March 26, 2009 — A Florida bill introduced to “prepare, strengthen and restore” healthy marriages has become a flashpoint of controversy for proposing to raise the cost of obtaining marriage licenses in the state.
The Marriage Education bill-sponsored by Republican Rep. Scott Plakon (pictured) and co-sponsored by Democratic Rep. Darren Soto-would add $100 to the state’s $93.50 marriage-license fee, which would be refunded if the couple participates in eight hours of premarital counseling.
Currently under Florida’s 1998 Marriage Preparation Act, $32.50 of the marriage license fee is refunded if couples participate in four hours of counseling.

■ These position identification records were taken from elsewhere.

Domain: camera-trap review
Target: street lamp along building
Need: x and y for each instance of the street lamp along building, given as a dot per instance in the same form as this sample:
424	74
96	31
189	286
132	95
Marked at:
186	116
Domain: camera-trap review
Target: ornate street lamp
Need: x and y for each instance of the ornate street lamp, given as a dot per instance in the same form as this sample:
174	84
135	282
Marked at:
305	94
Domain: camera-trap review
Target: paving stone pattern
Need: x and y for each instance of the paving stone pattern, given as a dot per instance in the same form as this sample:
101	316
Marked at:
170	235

Under Plakon’s bill, money from couples who choose not to receive counseling would be deposited into a Marriage Education Trust Fund, which would provide grants for marriage counseling programs.
The bill unanimously passed the state’s Health Care Services Policy Committee on Wednesday, gaining the support of its two Democratic members. It faces three more hearings before going before the state Legislature.

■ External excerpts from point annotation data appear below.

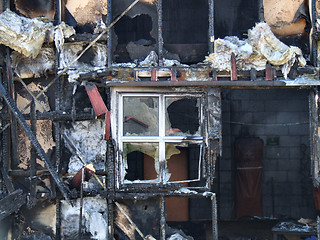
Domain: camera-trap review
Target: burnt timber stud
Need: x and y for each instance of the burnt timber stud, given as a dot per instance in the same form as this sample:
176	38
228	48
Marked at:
234	76
34	141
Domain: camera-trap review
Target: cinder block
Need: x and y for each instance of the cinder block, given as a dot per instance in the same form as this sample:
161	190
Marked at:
290	141
270	164
277	152
298	129
287	118
254	105
297	105
276	130
275	106
264	117
281	177
225	176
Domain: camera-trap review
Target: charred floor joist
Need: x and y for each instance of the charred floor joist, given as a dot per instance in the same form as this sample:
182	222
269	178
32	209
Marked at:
158	119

“The most basic building block of our society is families, and we should do everything possible to strengthen them and prepare those who are entering into this very important institution,” Plakon said in after the vote on Wednesday.
But in a string of newspaper editorials, critics have decried the bill, calling it a marriage tax and an inappropriate government intrusion into people’s private lives.
“There’s no argument here that some fools rush into marriage, and then do a quick end-around when ‘happily ever after’ dissolves into irreconcilable differences,” wrote Orlando Sentinel columnist George Diaz. “But the deal is, we’re allowed to make those choices without government sticking its nose into our bedrooms.
“If laws can set unreasonable standards for marriage and divorce, what’s the next step? Forcing people to take a pop quiz before they’re allowed to have children?”
But with social programs costing Florida taxpayers roughly $1.9 billion each year, Plakon said the state has a compelling interest in strengthening marriages and reducing the number of divorces.
“This bill is a small step toward addressing what is a huge financial problem for the state of Florida,” he said. “So many state agencies, a lot of their mission is sort of cleaning up problems created by marriage fragmentation.”
Plakon said he got the idea to introduce the bill after reading Marriage Savers by Mike McManus, which helped spawn a national covenant marriage movement. In Clackamas County, Ore., the divorce rate dropped by 15 percent five years after 170 churches banded together to institute Marriage Savers’ community-based program to strengthen marriages in their area.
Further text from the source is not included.